Sind alle Programme so kurzfristig?

Die, die ich erwähnt habe, laufen im März aus. Wir sind aber in Gesprächen mit dem WFP über ein geplantes Schulspeisungsprogramm. Es sieht die tägliche Versorgung von 20.000 Grundschülern in einem Bezirk in Nangahar mit besonders nährstoffreichem Gebäck über drei Monate vor, könnte aber auf weitere Bezirke und 70.000 Kinder ausgeweitet werden. Dann müssen wir unsere Kapazitäten im Auge behalten.

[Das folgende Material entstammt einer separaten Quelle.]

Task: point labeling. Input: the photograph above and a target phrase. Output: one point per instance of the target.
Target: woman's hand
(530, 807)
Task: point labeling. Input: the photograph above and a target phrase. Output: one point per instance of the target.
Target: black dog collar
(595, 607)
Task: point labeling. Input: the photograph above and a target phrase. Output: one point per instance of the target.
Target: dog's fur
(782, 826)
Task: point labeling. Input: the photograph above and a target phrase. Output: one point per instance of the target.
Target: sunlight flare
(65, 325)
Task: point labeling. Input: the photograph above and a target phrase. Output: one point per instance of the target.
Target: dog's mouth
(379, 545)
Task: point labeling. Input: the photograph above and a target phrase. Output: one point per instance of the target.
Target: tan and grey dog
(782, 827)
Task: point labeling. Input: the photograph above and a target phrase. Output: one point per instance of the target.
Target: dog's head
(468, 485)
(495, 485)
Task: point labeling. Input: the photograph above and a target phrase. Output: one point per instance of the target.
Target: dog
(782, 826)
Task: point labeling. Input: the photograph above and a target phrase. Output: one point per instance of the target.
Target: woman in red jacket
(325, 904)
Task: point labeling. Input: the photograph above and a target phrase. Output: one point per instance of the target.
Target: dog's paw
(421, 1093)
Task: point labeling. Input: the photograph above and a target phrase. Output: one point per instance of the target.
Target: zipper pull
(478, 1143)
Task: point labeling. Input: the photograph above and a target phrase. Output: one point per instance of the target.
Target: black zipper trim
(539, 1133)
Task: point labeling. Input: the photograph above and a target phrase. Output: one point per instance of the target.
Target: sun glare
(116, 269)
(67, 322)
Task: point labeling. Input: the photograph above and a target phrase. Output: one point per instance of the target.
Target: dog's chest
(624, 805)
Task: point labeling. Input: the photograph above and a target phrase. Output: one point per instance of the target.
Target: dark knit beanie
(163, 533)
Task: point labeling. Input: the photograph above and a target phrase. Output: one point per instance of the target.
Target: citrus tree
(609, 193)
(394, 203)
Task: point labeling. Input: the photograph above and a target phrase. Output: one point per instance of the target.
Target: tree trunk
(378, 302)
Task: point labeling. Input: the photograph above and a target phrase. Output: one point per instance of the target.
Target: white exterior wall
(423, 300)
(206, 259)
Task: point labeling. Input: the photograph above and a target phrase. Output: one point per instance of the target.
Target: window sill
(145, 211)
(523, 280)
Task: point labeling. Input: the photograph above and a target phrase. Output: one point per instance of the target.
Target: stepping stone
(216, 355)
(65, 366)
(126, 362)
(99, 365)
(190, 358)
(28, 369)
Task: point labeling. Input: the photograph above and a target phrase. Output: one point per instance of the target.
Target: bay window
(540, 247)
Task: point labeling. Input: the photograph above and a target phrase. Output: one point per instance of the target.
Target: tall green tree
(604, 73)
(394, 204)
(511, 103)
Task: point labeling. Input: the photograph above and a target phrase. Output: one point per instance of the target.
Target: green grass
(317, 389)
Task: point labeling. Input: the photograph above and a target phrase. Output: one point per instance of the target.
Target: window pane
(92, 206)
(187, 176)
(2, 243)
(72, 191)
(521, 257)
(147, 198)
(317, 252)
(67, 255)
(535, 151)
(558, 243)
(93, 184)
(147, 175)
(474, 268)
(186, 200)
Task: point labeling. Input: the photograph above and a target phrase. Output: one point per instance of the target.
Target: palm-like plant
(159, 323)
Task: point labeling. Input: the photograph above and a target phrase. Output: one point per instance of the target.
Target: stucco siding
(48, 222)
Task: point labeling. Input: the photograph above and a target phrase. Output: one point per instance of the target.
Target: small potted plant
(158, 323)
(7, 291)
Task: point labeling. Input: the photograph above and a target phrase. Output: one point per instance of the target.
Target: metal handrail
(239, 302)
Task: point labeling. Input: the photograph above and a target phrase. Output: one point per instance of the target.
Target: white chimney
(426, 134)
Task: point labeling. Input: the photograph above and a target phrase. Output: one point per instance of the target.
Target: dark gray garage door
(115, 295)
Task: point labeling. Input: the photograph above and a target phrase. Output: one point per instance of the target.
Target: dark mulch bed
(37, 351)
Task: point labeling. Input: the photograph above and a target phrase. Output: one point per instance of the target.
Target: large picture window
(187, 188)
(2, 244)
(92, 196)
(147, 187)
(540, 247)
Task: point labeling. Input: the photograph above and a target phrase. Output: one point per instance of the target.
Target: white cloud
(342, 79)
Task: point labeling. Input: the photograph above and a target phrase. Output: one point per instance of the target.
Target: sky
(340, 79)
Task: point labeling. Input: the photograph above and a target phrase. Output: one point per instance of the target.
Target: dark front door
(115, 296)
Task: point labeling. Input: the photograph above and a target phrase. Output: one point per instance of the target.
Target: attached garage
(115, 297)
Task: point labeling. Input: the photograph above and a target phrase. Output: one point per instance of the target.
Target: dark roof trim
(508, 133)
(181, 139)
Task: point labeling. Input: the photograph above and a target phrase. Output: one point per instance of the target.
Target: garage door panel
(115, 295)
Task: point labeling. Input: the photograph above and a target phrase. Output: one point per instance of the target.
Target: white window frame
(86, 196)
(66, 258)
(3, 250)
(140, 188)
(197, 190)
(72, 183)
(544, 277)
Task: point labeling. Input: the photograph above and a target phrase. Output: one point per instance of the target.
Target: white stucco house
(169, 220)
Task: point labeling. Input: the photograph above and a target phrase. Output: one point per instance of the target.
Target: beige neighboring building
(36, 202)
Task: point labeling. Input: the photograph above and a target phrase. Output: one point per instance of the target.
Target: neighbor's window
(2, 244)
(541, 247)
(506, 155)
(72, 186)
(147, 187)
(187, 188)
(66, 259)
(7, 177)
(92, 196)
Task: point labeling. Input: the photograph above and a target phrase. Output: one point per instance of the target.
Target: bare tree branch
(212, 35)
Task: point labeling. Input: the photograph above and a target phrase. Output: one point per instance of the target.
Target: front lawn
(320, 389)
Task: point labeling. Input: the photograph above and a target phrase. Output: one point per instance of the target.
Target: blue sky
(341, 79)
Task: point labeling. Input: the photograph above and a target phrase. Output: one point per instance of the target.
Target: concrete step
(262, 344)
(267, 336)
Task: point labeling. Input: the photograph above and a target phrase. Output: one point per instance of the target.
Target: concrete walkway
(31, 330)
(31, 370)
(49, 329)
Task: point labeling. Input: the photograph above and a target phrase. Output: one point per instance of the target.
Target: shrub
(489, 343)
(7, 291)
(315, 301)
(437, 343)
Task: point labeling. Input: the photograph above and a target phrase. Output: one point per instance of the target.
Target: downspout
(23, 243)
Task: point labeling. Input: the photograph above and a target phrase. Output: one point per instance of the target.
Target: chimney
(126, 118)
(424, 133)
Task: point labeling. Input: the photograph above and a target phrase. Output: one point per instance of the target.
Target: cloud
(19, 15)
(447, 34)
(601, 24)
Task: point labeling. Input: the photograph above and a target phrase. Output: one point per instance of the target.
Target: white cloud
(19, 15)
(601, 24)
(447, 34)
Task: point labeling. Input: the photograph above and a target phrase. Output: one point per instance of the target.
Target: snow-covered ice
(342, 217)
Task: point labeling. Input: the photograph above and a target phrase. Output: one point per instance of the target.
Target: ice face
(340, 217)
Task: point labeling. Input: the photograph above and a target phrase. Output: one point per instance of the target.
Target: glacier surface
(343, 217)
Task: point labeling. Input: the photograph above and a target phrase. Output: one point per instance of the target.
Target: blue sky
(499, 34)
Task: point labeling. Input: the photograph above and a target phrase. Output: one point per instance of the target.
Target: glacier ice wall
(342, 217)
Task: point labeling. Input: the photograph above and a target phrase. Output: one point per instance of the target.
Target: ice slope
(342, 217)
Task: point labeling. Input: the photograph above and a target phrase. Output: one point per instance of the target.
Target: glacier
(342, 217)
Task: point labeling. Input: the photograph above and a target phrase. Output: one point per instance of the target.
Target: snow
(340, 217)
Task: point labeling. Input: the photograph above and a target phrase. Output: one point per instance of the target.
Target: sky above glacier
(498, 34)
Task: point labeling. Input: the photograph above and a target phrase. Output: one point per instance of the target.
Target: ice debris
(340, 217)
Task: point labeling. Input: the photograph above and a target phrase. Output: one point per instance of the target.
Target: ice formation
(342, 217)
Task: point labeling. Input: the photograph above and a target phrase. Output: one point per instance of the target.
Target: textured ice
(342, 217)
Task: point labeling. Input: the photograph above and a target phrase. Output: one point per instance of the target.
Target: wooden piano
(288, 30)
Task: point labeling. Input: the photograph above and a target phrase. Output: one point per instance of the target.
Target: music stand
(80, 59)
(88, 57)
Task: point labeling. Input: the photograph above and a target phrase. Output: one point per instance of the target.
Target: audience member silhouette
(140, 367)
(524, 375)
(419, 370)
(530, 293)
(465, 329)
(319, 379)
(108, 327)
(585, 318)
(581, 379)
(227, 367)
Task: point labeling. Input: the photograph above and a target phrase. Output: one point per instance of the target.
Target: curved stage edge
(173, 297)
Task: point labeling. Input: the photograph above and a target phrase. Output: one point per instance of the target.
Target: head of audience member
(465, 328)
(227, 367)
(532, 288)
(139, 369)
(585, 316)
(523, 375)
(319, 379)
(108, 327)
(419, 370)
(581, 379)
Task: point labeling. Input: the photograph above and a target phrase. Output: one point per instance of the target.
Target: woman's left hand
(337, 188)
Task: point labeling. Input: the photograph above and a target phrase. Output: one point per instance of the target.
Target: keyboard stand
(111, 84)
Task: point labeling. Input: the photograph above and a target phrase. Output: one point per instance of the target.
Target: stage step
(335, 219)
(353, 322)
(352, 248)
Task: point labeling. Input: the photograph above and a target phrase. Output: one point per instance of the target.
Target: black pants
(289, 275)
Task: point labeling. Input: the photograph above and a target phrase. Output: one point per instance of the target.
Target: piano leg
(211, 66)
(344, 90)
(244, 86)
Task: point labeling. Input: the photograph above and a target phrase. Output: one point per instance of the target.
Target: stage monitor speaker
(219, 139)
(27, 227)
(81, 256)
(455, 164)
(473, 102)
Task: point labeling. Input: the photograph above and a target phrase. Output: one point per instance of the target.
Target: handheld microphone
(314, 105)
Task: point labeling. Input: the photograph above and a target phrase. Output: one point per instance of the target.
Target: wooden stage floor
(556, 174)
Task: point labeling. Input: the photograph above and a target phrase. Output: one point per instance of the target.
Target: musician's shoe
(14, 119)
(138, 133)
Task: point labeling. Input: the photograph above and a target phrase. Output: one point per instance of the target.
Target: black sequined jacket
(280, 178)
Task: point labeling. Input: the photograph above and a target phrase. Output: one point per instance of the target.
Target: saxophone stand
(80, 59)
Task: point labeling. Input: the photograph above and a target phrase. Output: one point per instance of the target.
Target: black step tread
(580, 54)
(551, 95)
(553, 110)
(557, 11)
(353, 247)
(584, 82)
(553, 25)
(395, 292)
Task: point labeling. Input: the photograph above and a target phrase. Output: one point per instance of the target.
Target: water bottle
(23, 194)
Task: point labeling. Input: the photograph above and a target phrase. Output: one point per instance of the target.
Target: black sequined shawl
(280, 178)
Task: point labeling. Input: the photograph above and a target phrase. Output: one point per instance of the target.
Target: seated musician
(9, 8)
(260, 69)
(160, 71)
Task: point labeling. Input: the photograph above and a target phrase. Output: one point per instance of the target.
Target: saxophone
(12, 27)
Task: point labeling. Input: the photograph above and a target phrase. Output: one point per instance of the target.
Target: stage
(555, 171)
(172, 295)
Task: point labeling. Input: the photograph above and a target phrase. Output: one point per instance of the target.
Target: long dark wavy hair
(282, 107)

Ein Mann hilft einer älteren Frau, die nicht gut zu Fuß ist. Verteilung von Lebensmitteln in der Provinz Jowzjan. © Glinski / Welthungerhilfe

Also läuft die Verteilung der Hilfsgüter gut, wenn auch nicht schnell genug. Was ist der dringendste Bedarf, der nicht gedeckt ist?

Hilfseinsätze sind wichtig, um die Bevölkerung vor dem Hungertod zu bewahren, aber wir dürfen nicht die Entwicklungsarbeit aus dem Blick verlieren und müssen die Frühjahrs- und Sommersaison nutzen, um in der Landwirtschaft tragfähige Einkommen zu schaffen, damit die Menschen nicht mehr so abhängig sind. Welthungerhilfe hilft Menschen, sich selbst zu helfen, ihre Würde und Selbstbestimmung wiederzufinden und Verantwortung für ihre Zukunft zu übernehmen. Daher müssen wir schnell Saatgut für den Gemüseanbau ab März bereitstellen.

Sie wollen also entwicklungsfördernde Maßnahmen anschließen?

Um die Abhängigkeit vom Regenfeldbau zu verringern, können zwischen März und November Regen- und Schmelzwasserreservoirs in Kombination mit Bewässerungskanälen von den Gemeinden gebaut werden. Das liefert Wasser für die Landwirtschaft und die Viehzucht. In den stadtnahen Gebieten können durch den Bau von Gewächshäusern und deren Produktion mehr Nahrungsmittel zu erschwinglichen Preisen verfügbar werden. Afghanistan importiert jährlich 26 Tonnen Obst und Gemüse allein aus Usbekistan, 250 Tonnen aus allen Nachbarländern. Wir wollen wieder junge Afghanen ausbilden, verbunden mit Praktika in der Privatwirtschaft.

Und wir hoffen, dass die Behörden offen sind für einen direkten Dialog und flexibel genug, damit wir auf der Grundlage von Befragungen und Gesprächen mit den Gemeinden Entwicklungsarbeit gestalten und leisten können.

Marina Zapf, Journalistin, berichtet seit 20 Jahren aus Berlin über Themen der Außen, Außenwirtschafts- und Entwicklungspolitik.